Error checking and correction procedures are critical for ensuring data integrity during transmission or storage. Potential errors may arise due to noise or inherent flaws in the system.
Two common methods for error detection are Parity Checking and Check Digit. Both approaches involve adding additional bits to the original data, helping in checking and validating it later.
The Checksum method and Cyclic Redundancy Check (CRC) go a step further by not only detecting errors but also correcting them.
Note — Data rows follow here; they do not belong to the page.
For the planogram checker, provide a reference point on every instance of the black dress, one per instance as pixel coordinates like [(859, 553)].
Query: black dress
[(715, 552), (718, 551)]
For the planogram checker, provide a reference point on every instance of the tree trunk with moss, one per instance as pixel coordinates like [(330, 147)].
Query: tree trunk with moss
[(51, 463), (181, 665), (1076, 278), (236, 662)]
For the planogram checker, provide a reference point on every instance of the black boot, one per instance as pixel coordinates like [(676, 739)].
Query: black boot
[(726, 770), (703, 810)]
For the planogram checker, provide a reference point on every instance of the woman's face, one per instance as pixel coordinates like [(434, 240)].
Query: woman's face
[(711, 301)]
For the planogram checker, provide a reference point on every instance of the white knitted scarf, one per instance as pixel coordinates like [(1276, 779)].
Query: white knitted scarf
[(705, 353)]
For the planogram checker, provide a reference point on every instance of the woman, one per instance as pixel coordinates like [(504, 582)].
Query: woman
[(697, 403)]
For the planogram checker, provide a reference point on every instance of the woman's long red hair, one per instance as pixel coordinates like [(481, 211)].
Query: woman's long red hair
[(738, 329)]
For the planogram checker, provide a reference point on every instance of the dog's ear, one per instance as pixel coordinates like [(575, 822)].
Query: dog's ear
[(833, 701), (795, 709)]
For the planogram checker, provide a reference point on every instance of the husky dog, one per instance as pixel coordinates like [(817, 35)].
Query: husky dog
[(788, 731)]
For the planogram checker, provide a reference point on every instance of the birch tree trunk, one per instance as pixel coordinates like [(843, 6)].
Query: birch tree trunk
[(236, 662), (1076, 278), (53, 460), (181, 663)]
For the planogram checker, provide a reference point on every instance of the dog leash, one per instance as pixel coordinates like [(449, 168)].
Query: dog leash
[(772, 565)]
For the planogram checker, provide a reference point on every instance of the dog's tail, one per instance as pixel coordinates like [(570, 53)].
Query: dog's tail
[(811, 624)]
However, these methods involve more complex computation.

Parity checking adds an extra bit, called the parity bit, to the data, ensuring that the total number of 1-bits is either always odd (odd parity) or always even (even parity).
For instance, if the data is ‘1011001’ and we are using even parity, the added parity bit would be ‘1’, making the total number of 1-bits even (four in this case).
Parity checking is simple and efficient but can only detect an odd number of bit errors, limiting its effectiveness.

A Check digit is an additional digit appended to a number, calculated from the digits. Its purpose is to check the accuracy of the other digits.
For instance, in barcodes, the last number is often a check digit calculated using a specific algorithm from the previous digits, enabling detection of errors.
This method is commonly used in various identification numbers elsewhere such as ISBN numbers for books, IMEI numbers for mobile phones, and so on.

A Checksum consists of performing a computation on the data and sending the result along with it. The operation is repeated at the receiver’s end and the results are compared for any disparities.
The Cyclic Redundancy Check (CRC) is a more advanced and accurate error detection and correction method. It involves treating the data as a large binary number, dividing it by a fixed binary number and keeping the remainder as the CRC.
The sender attaches the CRC with the data. The receiver performs the same computation on the received data. If the CRCs do not match, an error is identified.
Note that while CRC is a very successful technique, it is unable to correct the errors – it can only detect them.

Error checking is crucial in data communication systems such as the internet where data might get corrupted during transmission.
Error correction is equally important as it saves the cost and time of resending the corrupted data, especially in case of large files or when data has to be sent over significant distances.
However, these mechanisms add overhead and complexity. Hence, an optimal balance needs to be struck between data integrity and system performance.